Jammer himself, though, has his own agenda to pursue in what is, after all, his work! Jammer is at his scholarly best—and at his best he can be a formidable historical critic—in his treatment of the concept of space in antiquity and its subsequent development through to the inception of classical mechanics in the seventeenth century, including the impact of Judaeo-Christian ideas during the medieval period. The reader will find ample discussions of the Pythagoreans, pre-Socratics, Plato and Aristotle. An interesting point, not generally known, is that in this early period there scarcely existed a clear conceptual distinction between the physics and the mathematics, not until, at the earliest, Plato’s dialogue, the Gorgias. Plato himself seems to have identified matter, in some sense, with empty space, physical bodies being equated with the geometrical forms or surfaces bounding the empty space occupied by matter. Jammer’s summary view is that Greek mathematics proper never got beyond a disregard of the geometry of space itself.
What this reviewer finds most engaging is Jammer’s account in chapters two and three of the emancipation from Aristotelianism, which took place from late antiquity through the early modern period. Principal players include not just the Neoplatonists and John Philoponus, whom one might expect, but also the Arabic kalam school and medieval Jewish kabbalah, as well as various Latin Christians like Nicholas of Cusa and the Cambridge Platonists under Henry More. One wishes Jammer could have devoted more space, perhaps even a separate monograph, to an analysis of the theological and mystical antecedents to the decisive emergence of the modern view of the priority of absolute space over matter in Patritius towards the close of the sixteenth century.
What comes next, in chapter four, is an able account of standard material on the views of Galileo, Descartes, Newton and Leibniz through to Kant, Gauss, Riemann, Helmholtz, Mach and Poincare in chapter five. No great surprises here, though. Perhaps Jammer’s heart is really with the ancients and the pre-moderns; here, he fails to achieve as much conceptual clarity as he did in earlier chapters in the delineation of the critical stations along the way from Newton to Einstein’s general theory of relativity. For instance, Johann Herbart merits mention only in passing as an influence on Riemann, without any statement of how.

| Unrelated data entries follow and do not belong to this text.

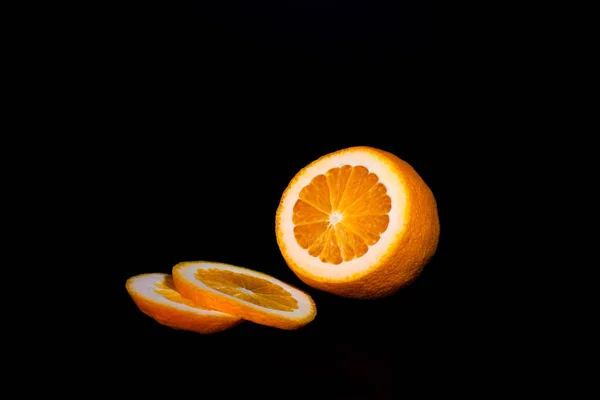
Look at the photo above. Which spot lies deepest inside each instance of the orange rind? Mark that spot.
(155, 295)
(358, 222)
(249, 294)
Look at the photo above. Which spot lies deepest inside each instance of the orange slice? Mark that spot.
(359, 222)
(155, 295)
(252, 295)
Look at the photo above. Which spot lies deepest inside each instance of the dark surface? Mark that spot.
(263, 90)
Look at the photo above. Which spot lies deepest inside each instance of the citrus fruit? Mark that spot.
(252, 295)
(358, 222)
(155, 295)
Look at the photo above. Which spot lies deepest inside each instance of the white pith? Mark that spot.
(357, 266)
(188, 272)
(145, 285)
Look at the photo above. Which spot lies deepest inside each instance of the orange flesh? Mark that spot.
(340, 214)
(167, 290)
(248, 288)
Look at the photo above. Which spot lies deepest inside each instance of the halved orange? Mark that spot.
(358, 222)
(250, 294)
(155, 295)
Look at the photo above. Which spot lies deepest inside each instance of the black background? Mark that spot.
(230, 100)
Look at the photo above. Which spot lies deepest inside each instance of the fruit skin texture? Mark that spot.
(180, 319)
(224, 304)
(409, 253)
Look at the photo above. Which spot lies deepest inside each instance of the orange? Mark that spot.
(252, 295)
(358, 222)
(155, 295)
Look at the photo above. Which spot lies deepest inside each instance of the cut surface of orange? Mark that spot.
(358, 222)
(250, 294)
(155, 295)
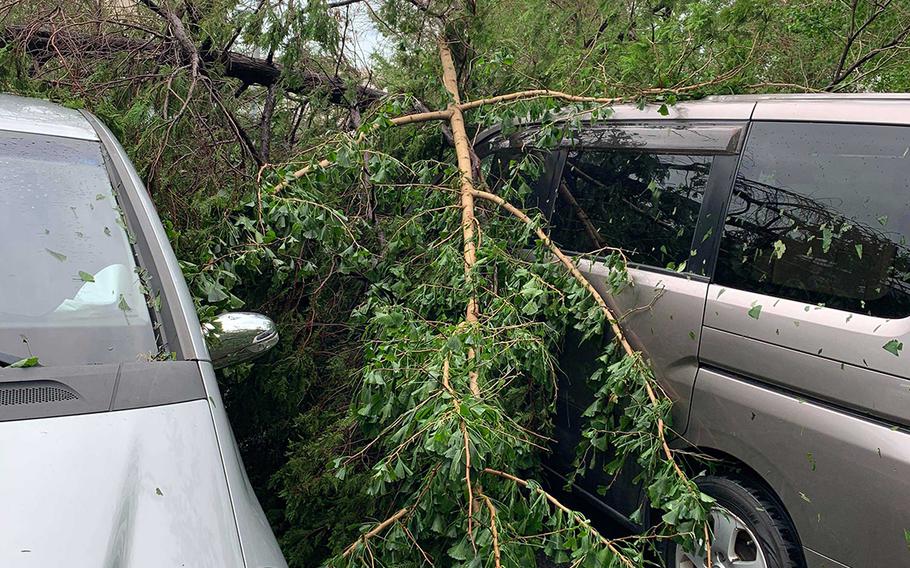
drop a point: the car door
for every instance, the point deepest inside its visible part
(640, 187)
(803, 376)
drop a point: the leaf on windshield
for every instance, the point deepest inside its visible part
(58, 255)
(893, 347)
(23, 363)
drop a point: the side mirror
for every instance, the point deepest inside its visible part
(239, 336)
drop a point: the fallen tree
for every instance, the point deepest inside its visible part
(404, 418)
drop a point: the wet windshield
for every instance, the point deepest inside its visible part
(70, 291)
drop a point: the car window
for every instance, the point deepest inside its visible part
(71, 290)
(820, 213)
(644, 203)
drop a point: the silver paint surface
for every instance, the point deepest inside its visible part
(22, 114)
(132, 488)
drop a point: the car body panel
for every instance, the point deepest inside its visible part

Similarly, it seems that, in a book purportedly on the history of theories of space in physics per se, Mach and Einstein get short shrift.
Jammer’s exposition degenerates noticeably in quality after his discussion of Einstein and Mach, in what may be a problem endemic to all writing on the history of science. It is only to be expected that as one approaches the present day, it becomes more and more difficult to sift out whose work is truly fundamental, and whose is merely time-bound and ephemeral. From today’s vantage-point, Jammer cannot be said to show any prescience in the publications he chooses to call out for comment. This complaint holds particularly for the 35-page addendum on recent developments that was added for the third, enlarged Dover reprint edition published in 1993. Here, Jammer loses all perspective and becomes almost incoherent. The reason for this failing can most likely be put down to the circumstance that, while Jammer, of course, knows his philosophy cold and older science very well, too, he is not technically adept enough to keep abreast of the state of the art on the research frontier, involving such things as quantum field theory, quantum gravity, string theory, non-commutative geometry and other speculations. As a result, the final chapter ends up being rather a disappointment, so much so that it might just as well never have been written. The most one can get out of it are the names of some second-rate philosophers of science and their typical concerns.
Jammer’s Concepts of Space will certainly be worth the effort of reading it for its first half. Meanwhile, as we have indicated, he leaves plenty for future historians of science to do. Perhaps we can look to Amos Funkenstein’s notable Theology and the Scientific Imagination to carry on the torch; keep posted!